こんな風に、学校を歩いてるだけで問題にぶつかるというか、クエストを依頼されて、それを華麗に解決していく。これ以上の稼ぎ時はない。文化祭っていい行事だなぁ。
しかし生徒会長という役職に課せられるのは、目立つ仕事だけではない。バレー部の出し物の構想が固まったところで、生徒会室に戻って事務作業を進めることにした。当日は自販機の在庫を増やしてもらわないとなぁ。後は、今年も地元の新聞社が取材に来るから、その応対も考えないと……。
頭の中でタスクを整理しながら、無警戒に生徒会室に入ったので、生徒会長の椅子にふんぞり返ってる人に気付かなかった。手の届く距離に到達して、初めて驚嘆し合う。なんで向こうも驚いてるんだ……。
吃驚こそしたものの、全くそこを動く気がないので仕方なく、その前にある鏡花とかがよく使ってるソファに座って、体を横に向けて話を聞いてあげることにした。
「ごっほん、いかにも、私は神宮寺嘉琳、この学校を五本の指に収める人だ」
嘉琳は手を力いっぱい大きく開いて、それ?どれ?を誇示してくる。自由参加の三年生と違って、こっちは忙しいんですけど……。やっぱり、こっちのペースを奪ってくる人は苦手だ。
「まあ自己紹介してもしょうがないね。この物語の主人公は、私たちじゃないんだから」
「私でもないだろうよ」
「それはどうかなっ?」
目をかっぴらいて、こちらを指さしながら自信満々に切り返してきた。明世の下位互換みたいだな、この人。
「さてさて、さっさと本題に入ろうか。生徒会長さんなら、我が軽音部、正確に言うと私は部員じゃありませんが、とにかくその惨状はご存知でしょう」
「承認欲求に負けた陰キャの墓場だね」
「そこまでは言ってないっていうか、ここがSNSなら炎上するよ!」
「賛否両論で大バズり間違いなしっ」
「えーっとっ。話を戻すけど、その惨状を憂い、一人のOGは立ち上がりました、というか命令しました。二年生でまともなバンドを組んで、文化祭で披露しろと」
「はぁ、勝手にやっててくださいな」
「ボーカルやってはーとっ」
わざわざ言行一致させて、指でハートマークを作ってきた。誰か、こいつだけを狙い撃ちしてしょっ引ける法律を制定してくれ。
「待て待て、どうして私に?」
「楽器引ける組は集まったんだけど、全員もれなくいがみ合ってて、テラワロスって感じでさー。でも、平島さんならまとめられるんじゃないかなーって。文化祭まででいいから、頼めないかな?」
つまるところ、人を束ねるという才能のような、属性というほうが正しいような、私のほぼ唯一の武器を欲しているらしい。それはいくらでも提供するんだけど、達成できれば皆からの敬慕を集められそうだけど、何かが喉につっかえてるような気がして、渋々即答するいつもの癖が発動できない。

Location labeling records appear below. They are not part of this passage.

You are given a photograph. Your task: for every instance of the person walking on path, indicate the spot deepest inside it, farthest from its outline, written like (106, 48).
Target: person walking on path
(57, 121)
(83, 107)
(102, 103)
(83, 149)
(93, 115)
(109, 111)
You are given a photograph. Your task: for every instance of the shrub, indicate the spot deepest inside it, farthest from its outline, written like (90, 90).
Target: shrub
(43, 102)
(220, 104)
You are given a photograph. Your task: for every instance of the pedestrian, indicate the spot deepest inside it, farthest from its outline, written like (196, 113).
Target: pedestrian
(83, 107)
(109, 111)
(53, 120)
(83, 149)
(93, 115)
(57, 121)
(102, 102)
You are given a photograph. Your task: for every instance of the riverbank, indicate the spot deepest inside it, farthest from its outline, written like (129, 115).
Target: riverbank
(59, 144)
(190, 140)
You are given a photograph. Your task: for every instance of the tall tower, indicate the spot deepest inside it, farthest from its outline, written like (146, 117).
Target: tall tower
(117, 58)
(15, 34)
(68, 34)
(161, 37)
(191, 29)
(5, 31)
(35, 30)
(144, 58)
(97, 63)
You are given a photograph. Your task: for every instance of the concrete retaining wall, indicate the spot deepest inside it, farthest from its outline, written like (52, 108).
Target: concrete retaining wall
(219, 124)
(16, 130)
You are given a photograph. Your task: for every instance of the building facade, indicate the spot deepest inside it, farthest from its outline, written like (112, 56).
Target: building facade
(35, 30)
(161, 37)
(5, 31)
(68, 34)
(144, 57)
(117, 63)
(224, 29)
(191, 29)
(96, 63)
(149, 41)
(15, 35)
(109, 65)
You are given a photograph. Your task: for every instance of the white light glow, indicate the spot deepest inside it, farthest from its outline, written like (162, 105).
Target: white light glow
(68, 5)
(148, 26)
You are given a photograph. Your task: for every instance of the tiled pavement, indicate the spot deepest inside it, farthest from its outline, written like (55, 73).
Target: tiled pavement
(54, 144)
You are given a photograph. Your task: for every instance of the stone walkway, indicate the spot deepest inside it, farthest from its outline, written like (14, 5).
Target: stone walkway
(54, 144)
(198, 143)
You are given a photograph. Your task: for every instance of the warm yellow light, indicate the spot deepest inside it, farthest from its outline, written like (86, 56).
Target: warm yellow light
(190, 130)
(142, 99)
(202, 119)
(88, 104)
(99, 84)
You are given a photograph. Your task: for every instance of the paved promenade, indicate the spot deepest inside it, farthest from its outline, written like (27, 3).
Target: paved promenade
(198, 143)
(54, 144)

それなら君子危うきに近寄らず、と言いたい所だけど、ここでその信任を辞退することは、私というブランドには許されないとすぐに気付く。どんなお人好しだろうと、そもそもこの葛藤を知るはずないのだから、嘉琳は恐らく友達に「縁佳には断られた』と話してしまう。これは自分の限界を知らしめる自殺行為で、そんな選択肢は選べるはずがない。

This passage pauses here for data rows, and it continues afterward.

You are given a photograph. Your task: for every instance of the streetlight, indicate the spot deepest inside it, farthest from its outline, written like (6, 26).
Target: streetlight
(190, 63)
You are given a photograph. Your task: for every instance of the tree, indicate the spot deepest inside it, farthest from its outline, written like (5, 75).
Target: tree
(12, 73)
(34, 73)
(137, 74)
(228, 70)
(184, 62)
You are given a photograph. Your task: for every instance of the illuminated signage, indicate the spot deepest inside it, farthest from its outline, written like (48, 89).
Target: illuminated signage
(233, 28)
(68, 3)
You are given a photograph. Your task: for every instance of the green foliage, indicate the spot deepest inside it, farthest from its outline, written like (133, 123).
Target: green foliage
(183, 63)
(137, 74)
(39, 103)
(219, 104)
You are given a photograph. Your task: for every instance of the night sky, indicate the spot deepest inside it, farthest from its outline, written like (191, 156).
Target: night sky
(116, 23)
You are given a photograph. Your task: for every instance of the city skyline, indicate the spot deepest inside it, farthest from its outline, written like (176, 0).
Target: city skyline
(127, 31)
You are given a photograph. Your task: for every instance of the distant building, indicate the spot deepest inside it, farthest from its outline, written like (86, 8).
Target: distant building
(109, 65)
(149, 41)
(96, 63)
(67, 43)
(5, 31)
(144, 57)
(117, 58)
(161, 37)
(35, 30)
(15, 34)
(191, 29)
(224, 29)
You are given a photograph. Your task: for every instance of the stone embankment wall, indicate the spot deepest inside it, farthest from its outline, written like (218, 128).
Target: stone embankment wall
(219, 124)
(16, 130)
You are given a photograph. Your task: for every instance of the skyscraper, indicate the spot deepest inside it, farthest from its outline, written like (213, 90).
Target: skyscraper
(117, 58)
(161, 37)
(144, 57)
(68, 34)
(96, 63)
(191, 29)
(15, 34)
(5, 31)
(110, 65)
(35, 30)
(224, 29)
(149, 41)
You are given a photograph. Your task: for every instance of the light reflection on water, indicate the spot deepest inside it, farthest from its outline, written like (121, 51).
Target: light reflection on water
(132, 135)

「無論、無茶だっていうなら、私がやるけど。でも一応、二年生で組んでってお達しだから、最後の手段だねぇ」
「わかりましたよ、やればいいんでしょやれば。でも、クオリティは期待しないでね」
「なんか綺麗事みたいだけど、他の四人も粒揃いだから、皆の気持ちが一つになれば、自ずといいものになると思うよ。君にとっては大したお仕事じゃないでしょ。それでも、助かったことに変わりないから、私から朱綬褒章をあげよう。そんなものは無いんだけどー」
嘉琳は屈託のない素直で純真な笑顔を保ったまま、生徒会室を後にして、ようやく会長の椅子を明け渡してくれた。すかさず代わって、水筒の中身でも飲んで喉を潤した。うーむ、単調なはずの事務作業すら始めるのが億劫だ。いつものように頼られただけなのに、得体の知れぬ不安が、充足感を急速に置き換えていた。
頼まれた翌々日ぐらい、OGの無茶ぶりを叶える二年生特別バンドの顔合わせが、軽音部が普段練習してる部屋で開催された。集合時間から一時間は経過したけど、ギターの人には無意味って難癖付けられて欠席されたけど、まだ全然上出来だろう。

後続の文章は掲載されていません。